Like her, I am thankful. I am thankful for the baymen who harvest Peconic Bay scallops, and for cheesemakers Art Ludlow and his cows at Mecox Bay Dairy in Bridgehampton, and Karen and Michael Catapano and their goats in Peconic. I give thanks for wine made from the grapes of Shinn Estates, Wölffer Estates, Paumanok and dozens of other wineries. I give thanks for eggs laid by honest hens that belong to my friends Dan Morris and Marilyn England in Center Moriches, and for Thanksgiving turkeys from Makinajians in Huntington. I am grateful for apples from Richters Orchard in East Northport, and the hours that Andy Amsler, an owner, has spent spinning me yarns. I am thankful for Sang Lee Farms in Peconic, Quail Hill Farm in Amagansett, Hamlet Organic Garden in Brookhaven, Restoration Farm at Old Bethpage Village Restoration, Garden of Eve Organic Farm in Riverhead, for all the other small farms that have sprung up in recent years.
I give thanks for the loyalty and labor of my Missouri family, who tend the homestead built by my grandfather, Girtha's husband, Kirby, and run cattle on the land.
I am thankful to John Ross, chef and author, who led the way in celebrating Long Island's bounty. I give thanks for the wild blueberries of the pine barrens, and for summer corn and tomatoes.
I am grateful for friends who have stood by me through thick and thin, and for the sweet companionship of animals.
I am thankful for the many wonderful and sometimes wacky experiences I have had while writing this column: seeing people-grade dog biscuits served on silver trays to dogs and their owners at the Russian Tea Room in Manhattan, meeting the man who chose the cow that became Borden's Elsie, crabbing at night with Artie Hoernig of Artie's South Shore Fish & Crab in Island Park, fishing for bluefin tuna off the coast of Harwich, Mass.
You might wonder why I'd leave my Thermador double oven for a single one that is cranky. Readers, I did it for love and butter beans.
I have moved to North Carolina, where my fellow is. Our fish comes from a different part of the coast. There are well-stocked farmers' markets, where, for 50 cents extra, they'll shell the butter beans for you. There's locally raised grass-fed meat, smokin' pit barbecue, shrimp and grits and plenty of collard greens.

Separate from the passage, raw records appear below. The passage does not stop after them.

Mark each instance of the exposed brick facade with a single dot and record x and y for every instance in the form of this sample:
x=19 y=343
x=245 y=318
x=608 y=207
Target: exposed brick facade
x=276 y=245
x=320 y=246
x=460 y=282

So this column is my last. Thank you for reading. Some of you sent me your treasured recipes, and some of you even sent your old cookbooks. You sent encouraging words. Most of all, thank you for telling me your stories. I miss you already.
Stone-ground grits take longer to cook, but the difference is well worth it.
1 cup grits, not instant, preferably stone-ground
4 cups water
Salt, to taste
Butter or grated Cheddar cheese for serving
1. In a large saucepan, combine grits, water and 1 teaspoon salt. Bring to a boil.
2. Lower heat, cover and cook 35 to 40 minutes over low heat, stirring now and then. Add more water, if necessary; you don't want the grits to be too thick and gummy. Taste for seasoning and add salt, if needed. Serve hot, with cheese or butter. Makes 4 servings.
Note Stone-ground grits may be purchased from Carolina Grits & Co., 252-977-7655. or from atkinsonmilling.com.